KENYA – Ekaterra Tea Kenya has received orders from Kenya’s Court of Appeal allowing the firm continue operations on a contested parcel of land in Kericho County. 

Ekaterra Tea Kenya is part of global tea company Ekaterra Global Operations B.V. which Unilever created in 2021 and later sold to CVC Capital Partners Fund VIII for €4.5 billion on a cash-free, debt-free basis. 

The company moved to the court after the Environment and Land Court in Kericho ruled in favour of Mokal Investment Ltd, which is also claiming the property. 

While arguing its case, Ekaterra told the court that it had only temporarily surrendered the Grant in respect of the property for purposes of subdivisions after which the Grant was returned to it. 

 It further told the court that the title deed held by Mokal is invalid as it has been occupying the land since 1957 and had extensively developed it by planting tea bushes and trees. 

 Mokal opposed the application stating that the intended appeal is not arguable because the suit property was not in existence and that it was the one occupying the land. 

In its findings, the court ruled that the tea grower had tabled evidence to show that it occupies the property, part of which has tea bushes, and another with residential houses for its workers. 

“We are satisfied that unless the orders sought are granted, the 1st respondent (Mokal Investment) is likely to invade the suit property and subdivide it, and/or interfere with the applicant’s operations thereon, including the destruction of tea bushes, mature trees and structures thereon, which will render the appeal nugatory, in the event that it is successful,” the judges added. 

Tea Estate land disputes escalate 

Land disputes between multinational tea farms which reportedly control between 89,000 and 200,000 acres and locals have intensified in the past resulting in relentless court cases. 

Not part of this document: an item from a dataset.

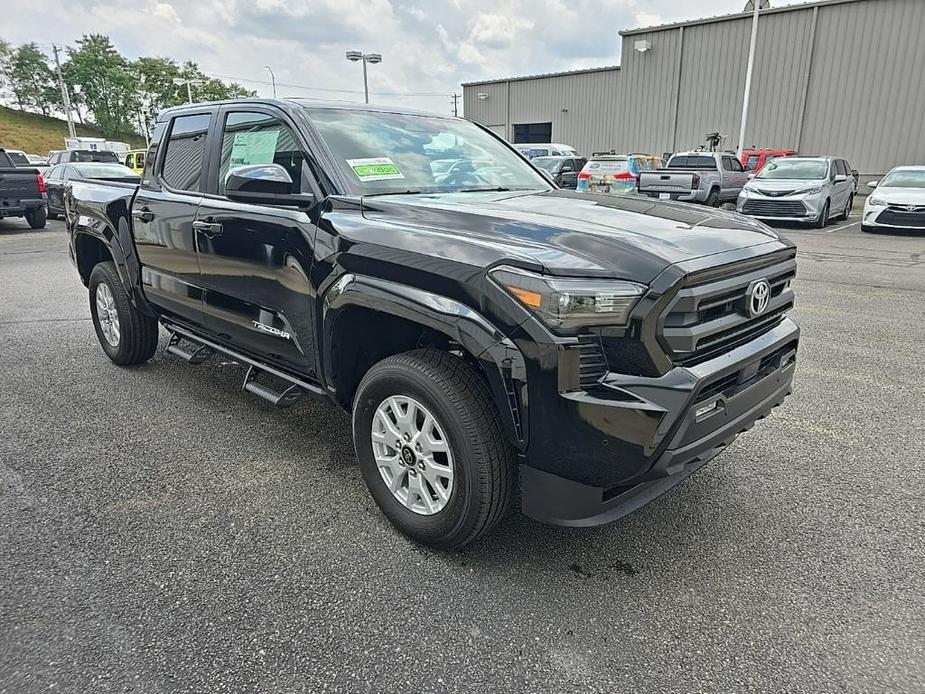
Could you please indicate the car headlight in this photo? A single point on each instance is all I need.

Earlier, another tea company Eastern Produce Kenya (EPK) Ltd moved to the Court of Appeal to stop invasion of its tea estate by members of a cooperative society in Nandi. 

Through their lawyer, senior counsel Fred Ojiambo, EPK argued that members of the Kimasas Farmers’ Co-operative Society might take steps and ensure the decision of the National Land Commission (NLC) is implemented to its detriment. 

The NLC ruled in 2019 that EPK gifted the members the land but the company challenged the decision, arguing that it was not given a fair hearing. 

In April, the NLC ordered the renewal of leases for the lands be withheld and that a resurvey be done on the tea farms, handing the counties of Bomet, Kericho and Nandi more powers over the lands. 

James Finlays, George Williamson, Mau Tea, Sotik Tea Highlands, Ekattera (formerly Unilever), and Sasini are those to be affected. 

 NLC has also ordered that the leases be aligned to the 2010 Constitution and adjusted to 99 years from its current 999 years.